Я беспокоился и попытался поговорить с ней, когда Курт ушел, но, если бы вы знали Ки, вы бы знали, что она не из тех, кого можно переубедить. Ничего удивительного. Она всегда была такая. Эту ее черту я ненавидел.
Любому нормальному человеку можно поднять настроение, рассказав, допустим, что-нибудь смешное. И даже если не сразу, то со временем это обычно действует. С Ки такое не пройдет. Она воспринимала такое как оскорбление в адрес своего состояния. Как будто ты говоришь ей: «Ты сейчас чувствуешь не то, что надо, так что давай-ка чувствуй что-нибудь другое». Ей хоть что говори. Из ее состояния ее не вытащить, что ни делай. Уж я-то знаю, сам сколько раз пробовал. Самое лучшее – дать ей время переварить чувства. Оставить все, как есть, пока они не сделают свое дело так, как надо ей. Я в таких случаях просто менял тему.
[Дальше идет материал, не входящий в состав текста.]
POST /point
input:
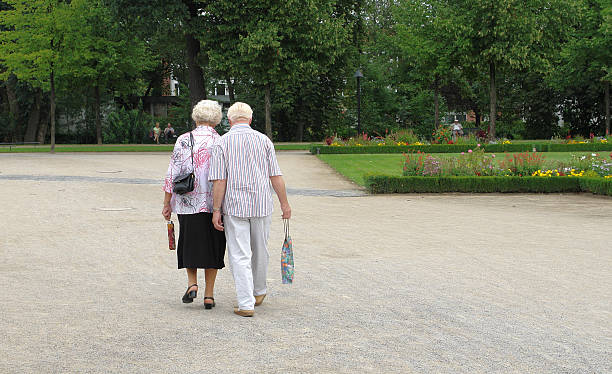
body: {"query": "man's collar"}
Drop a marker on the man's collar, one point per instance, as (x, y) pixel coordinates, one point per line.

Я, понятно, попробовал, но разговаривать она не стала. Иногда она в таком настроении, что кажется, будто она меня ненавидит, но не в этот раз. Она просто меня не замечала. Мыслями она была далеко, а когда такое случалось, она вся тоже была далеко, вместе с мыслями. Оставшуюся часть дня мы почти не разговаривали. Когда я спросил, не хочет ли она бутерброд, она пробурчала, что нет, но посидела со мной, пока я ел. Правда, потом, когда вечером я включил телик, она ушла в спальню и просто лежала там и думала, уставившись в потолок и что-то бормоча себе под нос. Мне еще не хотелось ложиться, так что я позвонил маме.
– Мам, разбудил?
– Конечно, разбудил – звонить в такое время.
– Извини. Я просто…
– Да я шучу, дурачок. Какой тут сон, когда эти двое сидят внизу?
– Какие еще двое? – Я вдруг забеспокоился.
– Твоя сестра и этот парнишка.
– Мам, какой парнишка? Кто у вас? – поверить не могу, что я мог быть таким беспечным и что мама, кажется, совсем не боится.
– Твой друг. Конь.
– А, – говорю я, – Курт. – И через секунду: – Курт? А чего он у вас делает?
– Ты меня спрашиваешь? Мне откуда знать, чем вы с вашим конем постоянно заняты? Он сказал, что ему надо поговорить с твоей сестрой, вот он и говорит. А больше я ничего не знаю.
Я вешаю трубку и решаю, что мне тоже пора спать. Но, слава богу, что есть Курт. Заглянуть к маме и Блесс – очень на него похоже. Мне стало спокойнее, потому что он с ними.
Я пошел и лег рядом с Кирой. Она еще не спала, смотрела вверх, на люстру и тихонько бормотала. Я положил голову рядом с ее, постарался ни о чем не думать и сам не заметил, как заснул.